I ride a bike to work – but I’m sick of reckless cyclists ruining it for everyone
It’s first thing on a Monday morning and you’re walking from the station to the office. You’re bleary-eyed. The hair’s a bit skewwhiff. Maybe you have a flat white in hand. You come to a crossing. Ah lovely – green man. You start walking. WHOOSH! A cyclist whizzes past you. Misses you by a few inches. Splat. There goes the coffee. The liquid scalds your leg on its way down. Now you’re awake and positively fuming. It’s a scene anyone living in a UK city will know all too well. Walk anywhere in central London these days, and you’ll see swarms of cyclists buzzing by. Pedestrians are suffering. Things need to change.
First, though, a disclaimer: I mostly cycle to work, and yes, sometimes I even wear Lycra shorts. But as a fairly responsible and normal person, I feel genuine shame most mornings, when I see cyclists nearly mowing down pedestrians as they jump red lights at high speed. In the Venn diagram of types of bike people, there tends to be a large crossover between those nearly killing walking commuters and the head-to-toe Lyrca-clad red-light jumpers going 40mph in a 20mph zone. These speed freaks make the rest of us good guys look bad – they tarnish the cyclist brand and take away from all the wonderful things about biking.
The key issue, of course, is that it’s dangerous. The number of pedestrians hit by cyclists has increased by a third since 2020, according to police data released in May. And red-light jumping is especially bad in the exact area I commute in. Last year, during a five-day police crackdown against anti-social behaviour at Bank Junction in London’s Square Mile, 77 cyclists faced fines for running red lights and having near-misses with pedestrians, cars and buses. That said, we’re not as evil as cars – road casualty statistics show that bikes are involved in just 2 per cent of pedestrian casualties reported to and by the police. The rest, 98 per cent, are hit by motor vehicles.
I’m no saint. I run red lights occasionally – at about 5mph, when there are no pedestrians trying to cross and no cars in sight. Sometimes, it’s actually safer for someone on a bike to pass through a junction when the light is red, to avoid getting snarled up in the waiting cars and motorcycles. This won’t change until the UK gets more “head start” lights, which allow cyclists to go before traffic, and hold the left-turning traffic for longer. Of course, we’ve all bent the rules at some point, whether it’s driving a smidge over the speed limit or going for a wild wee. But as one passionate poster on a Reddit forum put it: “Cycling cautiously through a red light when nobody else is around to give way to? Don’t care. Cycling through a red light at speed and expecting other people to slow/stop/swerve in order to avoid a collision? P***k.”

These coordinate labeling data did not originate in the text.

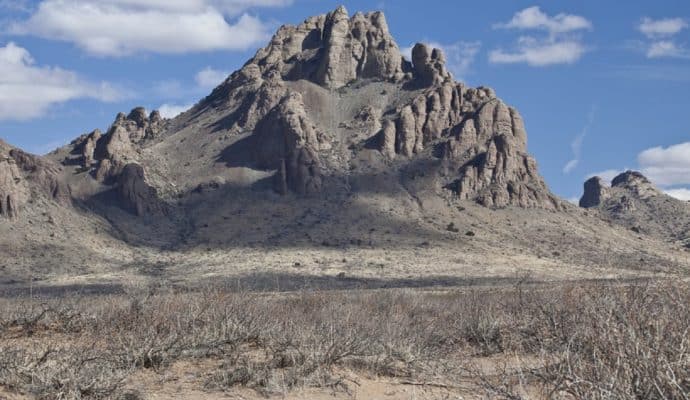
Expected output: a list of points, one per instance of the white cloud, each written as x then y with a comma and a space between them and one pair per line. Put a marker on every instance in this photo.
209, 78
680, 193
661, 27
666, 166
576, 144
459, 55
666, 48
660, 33
607, 175
28, 90
173, 110
574, 200
561, 46
534, 18
123, 27
539, 54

Yes, the people who are knocked sideways must be furious. I know I am, when I’m on foot and it happens to me. It’s the rudest of awakenings in the morning. And pedestrians are at the bottom of the commuter food chain – think of HGVs as the terrifying predators, cyclists as agile foxes and walking commuters as fluffy bunny rabbits – so they need to have the right to feel safe and put their trust in the green man. If they can’t, then all cyclists will eventually be seen as the scourge of society, and we can wave goodbye to harmony on the roads.
There’s already a culture war between cyclists and motorists – what if a bubbling resentment against bikes snowballs into restrictions on cycling in urban areas? That would be so sad. I am that insufferable bike nerd in the office who goes on about how great cycling is. There are the obvious upsides: it’s good for the environment (and therefore good for even non-cyclists) and it’s free. But it’s more than that. I’d have moved out of London by now if it wasn’t for my bike – it allows me to avoid death by suffocation on the tube and travel sickness on lurching buses. With the commute there and back, it’s an hour of exercise built into my day. It’s also the fastest way to get around the city, when you can weave through traffic and nip across parks. And it makes you aware of your surroundings – not only do I have a proper sense of direction in London now, but I get to see the morning sun bounce off Tower Bridge in the distance and, perhaps more often than I’d like, hear the splash of raindrops on my helmet.